CIOs need to familiarise themselves with nine key trends in data warehousing and how they will impact the cost-benefit balance of technology deployed to deliver business analytics value during 2011 and 2012, according to Gartner.
Gartner analysts said the data warehouse is set to remain a key component of the IT infrastructure and believe that, as the demand for business intelligence (BI) and the wider category of business analytics increases, optimisation, flexible designs and alternative strategies will become more important.
“The data warehouse remains one of the largest — if not the largest — information repository in the enterprise,” said Mark Beyer, research vice president at Gartner. “Only by being aware of the key market trends and how emerging technology solutions will blend with proven practices can the CIO avoid budget waste through ‘misdirection’ by the data warehouse management and delivery team.”
Gartner has identified nine key trends in the data warehousing market for 2011 through 2012:
Optimisation and performance
Advanced functionality for hardware management of input/output (I/O), disk storage and CPU/memory balancing are now included almost as a matter of course in data-warehouse-capable platforms. Some new entrants are focusing on optimisation as a differentiator and nearly every data warehouse vendor is now addressing the issue of optimising storage for the warehouse via compression and usage-based data placement strategies. Vendors are also expending great effort differentiating their products on performance claims and technology, in ways that are not necessarily significant to the use case.
Data warehouse appliances
Although there are many reasons why organisations consider buying an appliance, the main reason is simplicity. The vendor builds and certifies the configuration, balancing hardware, software and services for a predictable performance. The appliance is delivered complete and installs rapidly. If there are any problems, a single call to the appliance vendor is the first course of action. There is a secondary effect as well, in that appliances can speed delivery by avoiding time-consuming hardware balancing.
The intensive POC
During 2010, most organisations heeded Gartner’s advice to perform a proof of concept (POC) with a “shortlist” of vendors during the selection phase of the data warehouse database management system (DBMS). Gartner recommends that POCs use as much real source-system extracted data (SSED) from the operational systems as possible, while performing the POC with as many users as possible, creating a data warehouse workload that approaches that of the environment to be used in production.

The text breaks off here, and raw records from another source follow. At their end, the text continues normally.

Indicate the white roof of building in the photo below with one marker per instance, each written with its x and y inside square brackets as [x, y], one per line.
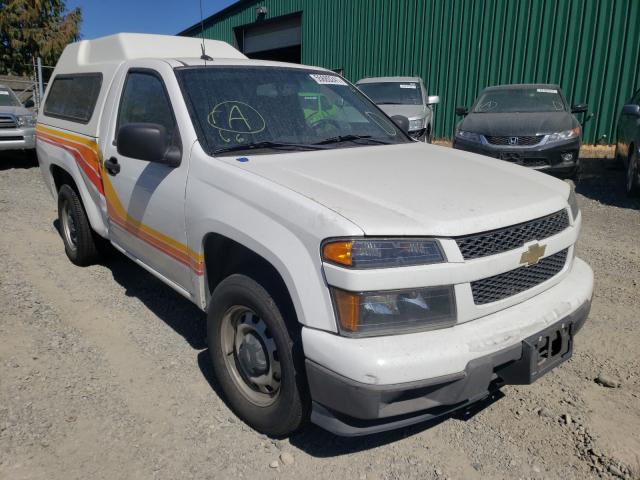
[129, 46]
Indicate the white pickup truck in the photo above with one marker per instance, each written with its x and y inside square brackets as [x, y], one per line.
[351, 276]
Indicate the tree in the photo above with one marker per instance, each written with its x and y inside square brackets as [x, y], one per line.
[34, 28]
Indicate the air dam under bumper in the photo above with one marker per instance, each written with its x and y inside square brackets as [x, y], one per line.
[350, 408]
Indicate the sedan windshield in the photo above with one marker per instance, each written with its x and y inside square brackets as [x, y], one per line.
[520, 100]
[393, 93]
[8, 98]
[280, 109]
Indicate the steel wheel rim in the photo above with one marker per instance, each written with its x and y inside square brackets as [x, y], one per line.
[251, 356]
[69, 229]
[631, 172]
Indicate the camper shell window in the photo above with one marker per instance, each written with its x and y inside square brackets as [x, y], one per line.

Data warehouse mixed workloads
There are six workloads that are delivered by the data warehouse platform: bulk/batch load, basic reporting, basic online analytical processing (OLAP), real-time/continuous load, data mining and operational BI. Warehouses delivering all six workloads need to be assessed for predictability of mixed workload performance as failing to plan for mixed workloads will lead to increased administration costs over time, as volume and additional workloads are added, potentially leading to major sustainability issues.
The resurgence of data marts
A data mart is defined as an application-specific analytic repository of any size, normally with a specific, smaller group of users than a data warehouse. Data marts can be used to optimize the data warehouse by offloading part of the workload to the data mart, returning greater performance to the warehousing environment.
Column-store DBMSs generally exhibit faster query response than traditional, row-based systems and can serve as excellent data mart platforms, and even as a main data warehouse platform. Gartner foresees several vendors changing the pricing model for the software from a more traditional per-user or per-core model to a price based on the volume of data loaded into the database.
In-memory DMBS (IMDBMS) technologies exhibit extremely fast query response and data commit times and introduce a higher probability that analytics and transactional systems can share the same database. Analytic data models, master data approaches and data services within a middle tier will begin to emerge as the dominant approach, forcing more traditional row-based vendors to adapt to column approaches and in-memory simultaneously. BI solutions will emerge sooner rather than later, and these will leverage IMDBMSs with superior-performing products and will quickly become acquisition targets for megavendors.
Data warehouse as a service and cloud
In 2011, data warehouse as a service comes in two “flavours” — software as a service (SaaS) and outsourced data warehouses. Data warehouse in the cloud is primarily an infrastructure design option as a data model must still be developed, an integration strategy must be deployed and BI user access must be enabled and managed. Private clouds are an emerging infrastructure design choice for some organizations in supporting their data warehouse and analytics.
Using an open-source DBMS to deploy the data warehouse
Open-source DBMSs are still being used in both experimental and more formalised approaches. At this point, open-source warehouses are rare and usually smaller than traditional ones and also generally require a more manual level of support. However, some solutions are optimized specifically for data warehousing.